According to Robert Half, 28% of workers have backed out of a job after accepting the offer.  Among the reasons given for ghosting an employer:

  • Received a better offer from another company
  • Received a convincing counteroffer from current employer
  • Heard bad things about the company after accepting

In addition, Half points out a handful of cities where ghosting appears to happen more often.

  1. San Diego
  2. San Francisco
  3. Chicago/Houston (tied)
  4. Austin
  5. Miami

This makes sense when you accept the premise ghosting seems to be having an impact on industries that employ large amounts of workers being paid hourly.  It also seems to impact a high number of white collar-level businesses.  Those include health care and technology companies.

Ghosting Prevention

So how do employers try to limit or prevent ghosting?

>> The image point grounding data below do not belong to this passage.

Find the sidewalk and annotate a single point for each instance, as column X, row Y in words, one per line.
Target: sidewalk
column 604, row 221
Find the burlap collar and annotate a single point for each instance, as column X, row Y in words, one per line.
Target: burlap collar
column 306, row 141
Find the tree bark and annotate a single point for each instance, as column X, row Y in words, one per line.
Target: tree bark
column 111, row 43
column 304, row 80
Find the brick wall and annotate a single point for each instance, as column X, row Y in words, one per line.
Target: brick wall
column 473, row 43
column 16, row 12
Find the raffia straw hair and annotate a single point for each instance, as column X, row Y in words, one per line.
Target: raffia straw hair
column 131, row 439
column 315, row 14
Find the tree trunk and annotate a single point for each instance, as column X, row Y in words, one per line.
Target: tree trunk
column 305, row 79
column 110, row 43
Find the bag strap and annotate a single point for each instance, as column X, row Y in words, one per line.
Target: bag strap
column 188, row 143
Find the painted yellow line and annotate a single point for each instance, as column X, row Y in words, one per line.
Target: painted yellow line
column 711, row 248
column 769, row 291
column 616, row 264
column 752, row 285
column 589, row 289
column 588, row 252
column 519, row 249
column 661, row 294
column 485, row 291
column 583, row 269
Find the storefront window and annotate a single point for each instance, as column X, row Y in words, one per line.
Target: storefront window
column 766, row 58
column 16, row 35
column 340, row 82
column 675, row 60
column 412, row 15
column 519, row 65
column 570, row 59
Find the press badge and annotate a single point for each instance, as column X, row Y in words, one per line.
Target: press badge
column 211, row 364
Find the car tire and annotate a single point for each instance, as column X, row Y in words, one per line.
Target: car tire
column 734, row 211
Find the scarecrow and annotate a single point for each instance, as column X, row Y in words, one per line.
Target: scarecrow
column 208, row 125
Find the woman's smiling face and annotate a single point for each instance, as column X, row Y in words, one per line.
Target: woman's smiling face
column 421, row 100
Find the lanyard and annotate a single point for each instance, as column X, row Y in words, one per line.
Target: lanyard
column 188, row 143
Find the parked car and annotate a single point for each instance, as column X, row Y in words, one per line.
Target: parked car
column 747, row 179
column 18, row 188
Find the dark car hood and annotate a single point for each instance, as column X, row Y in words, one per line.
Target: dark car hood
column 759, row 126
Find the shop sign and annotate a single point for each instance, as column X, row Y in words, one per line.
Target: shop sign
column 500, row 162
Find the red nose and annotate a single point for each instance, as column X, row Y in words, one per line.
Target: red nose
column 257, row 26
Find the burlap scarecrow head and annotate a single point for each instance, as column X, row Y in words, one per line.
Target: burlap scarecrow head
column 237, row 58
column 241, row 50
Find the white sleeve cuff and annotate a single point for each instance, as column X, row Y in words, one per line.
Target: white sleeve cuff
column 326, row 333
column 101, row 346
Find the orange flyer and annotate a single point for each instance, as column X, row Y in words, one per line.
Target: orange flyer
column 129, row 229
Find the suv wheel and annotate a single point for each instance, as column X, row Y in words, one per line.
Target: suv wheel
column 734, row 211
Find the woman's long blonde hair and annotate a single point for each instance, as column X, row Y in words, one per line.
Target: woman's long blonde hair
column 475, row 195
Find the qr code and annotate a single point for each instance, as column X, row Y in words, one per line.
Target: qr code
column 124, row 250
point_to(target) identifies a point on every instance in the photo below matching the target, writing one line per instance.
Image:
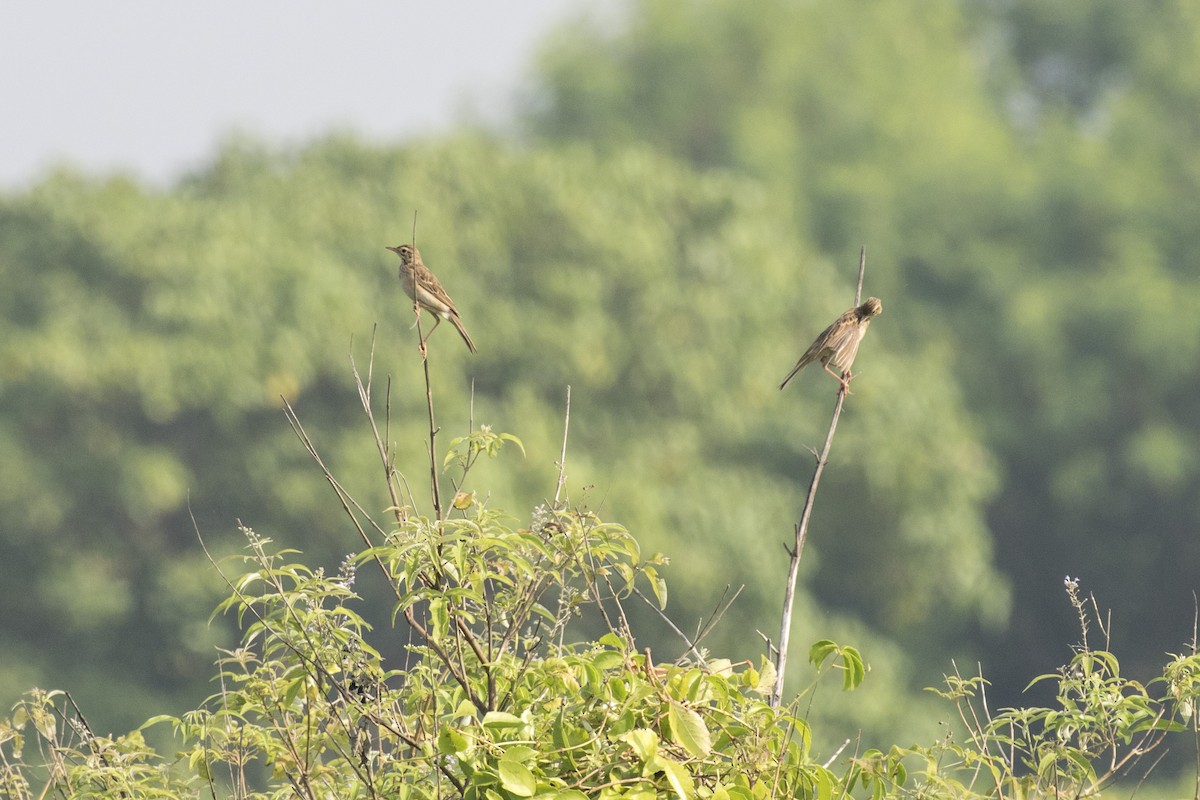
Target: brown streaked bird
(423, 287)
(838, 344)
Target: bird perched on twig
(838, 344)
(426, 290)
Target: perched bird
(424, 288)
(838, 344)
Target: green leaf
(688, 731)
(502, 720)
(517, 779)
(643, 741)
(451, 741)
(676, 774)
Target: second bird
(838, 344)
(424, 288)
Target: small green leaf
(517, 779)
(688, 731)
(502, 720)
(643, 741)
(450, 741)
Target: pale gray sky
(151, 86)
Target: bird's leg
(437, 320)
(844, 378)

One way to do that is through video technology.

Digi-Me’s latest whitepaper, How Video Helps Prevent Ghosting for Recruitment Professionals, discusses how the technology prevents ghosting through better communication and candidate relationship building.  Download the whitepaper here.

Another way to prevent ghosting is the counteroffer strategy.  In the current labor shortage climate, HR and recruiters must always be prepared for a ghosting situation.  The strategy should include a conversation with the new hire that focuses on ways to deal with counteroffers form their current employer.  It may also be beneficial to help the employee prepare his or her resignation specifically discussing what it should look like and feel like in terms of content.

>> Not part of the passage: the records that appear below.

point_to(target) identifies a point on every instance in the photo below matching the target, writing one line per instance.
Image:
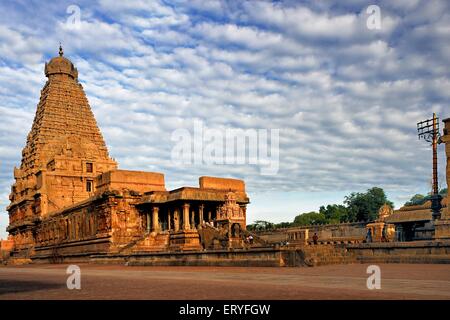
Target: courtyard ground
(398, 281)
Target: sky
(342, 89)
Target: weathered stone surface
(442, 226)
(70, 201)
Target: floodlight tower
(429, 131)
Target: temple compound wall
(70, 199)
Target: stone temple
(70, 199)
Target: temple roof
(61, 65)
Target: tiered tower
(64, 152)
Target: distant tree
(283, 225)
(419, 199)
(415, 200)
(310, 218)
(365, 206)
(261, 225)
(335, 213)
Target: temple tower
(64, 152)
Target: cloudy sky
(345, 97)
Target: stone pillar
(176, 220)
(186, 225)
(148, 222)
(442, 225)
(193, 219)
(169, 218)
(200, 213)
(155, 219)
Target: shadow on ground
(17, 286)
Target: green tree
(261, 225)
(334, 213)
(310, 218)
(415, 200)
(365, 206)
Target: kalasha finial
(61, 52)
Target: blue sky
(345, 98)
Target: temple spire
(61, 52)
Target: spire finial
(61, 52)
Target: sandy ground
(398, 281)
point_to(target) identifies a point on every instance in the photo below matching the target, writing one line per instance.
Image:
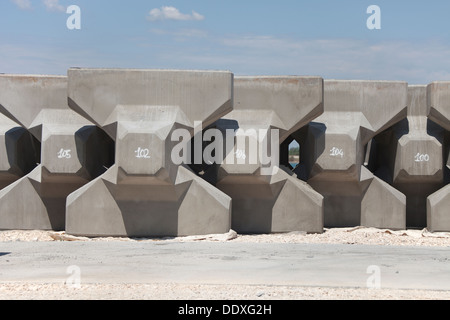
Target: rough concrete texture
(19, 151)
(268, 199)
(73, 151)
(332, 153)
(409, 157)
(145, 193)
(438, 215)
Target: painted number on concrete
(142, 153)
(336, 152)
(422, 157)
(240, 154)
(64, 154)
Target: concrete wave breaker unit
(73, 151)
(409, 156)
(145, 193)
(268, 198)
(19, 151)
(332, 153)
(438, 204)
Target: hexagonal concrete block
(39, 104)
(410, 156)
(266, 198)
(439, 112)
(333, 149)
(19, 152)
(147, 193)
(438, 214)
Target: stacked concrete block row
(92, 153)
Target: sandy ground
(350, 236)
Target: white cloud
(172, 13)
(54, 5)
(182, 33)
(23, 4)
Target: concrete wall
(91, 153)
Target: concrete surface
(226, 263)
(409, 157)
(438, 216)
(274, 200)
(145, 193)
(73, 151)
(19, 151)
(333, 150)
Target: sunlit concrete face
(438, 98)
(334, 147)
(409, 156)
(265, 199)
(39, 105)
(146, 193)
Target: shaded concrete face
(145, 193)
(19, 151)
(409, 156)
(274, 201)
(438, 217)
(68, 159)
(333, 147)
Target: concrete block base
(438, 212)
(146, 206)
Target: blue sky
(248, 37)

Discuss the onboarding experience with the new hire.  This is the opportunity HR or the recruiter has to get the person excited about coming to work at the company.  By providing the onboarding information up front, it helps the new hire get comfortable with his or her decision to accept the offer.

RELATED:  Onboarding Success in 4 Steps

Another related strategy deals with pre-boarding.  It’s important not to disconnect from the new hire.  Make sure to stay in constant contact.  For HR professionals or recruiters, losing this connection can very easily transition to a ghosting situation.  During this time, it’s important to continue to discuss the company culture and to make them feel welcomed long before they walk in the door on their first day.

Communication is Key

The most important part of the overall strategy is communication.  Companies have to be transparent with their new hires and they have to cherish the connection made during the process.  Ghosting prevention starts there.  Is this going to prevent ghosting all around?  The answer is simply no, but it can help deter a new hire from considering the action.  And it goes a long way to retaining that worker down the line.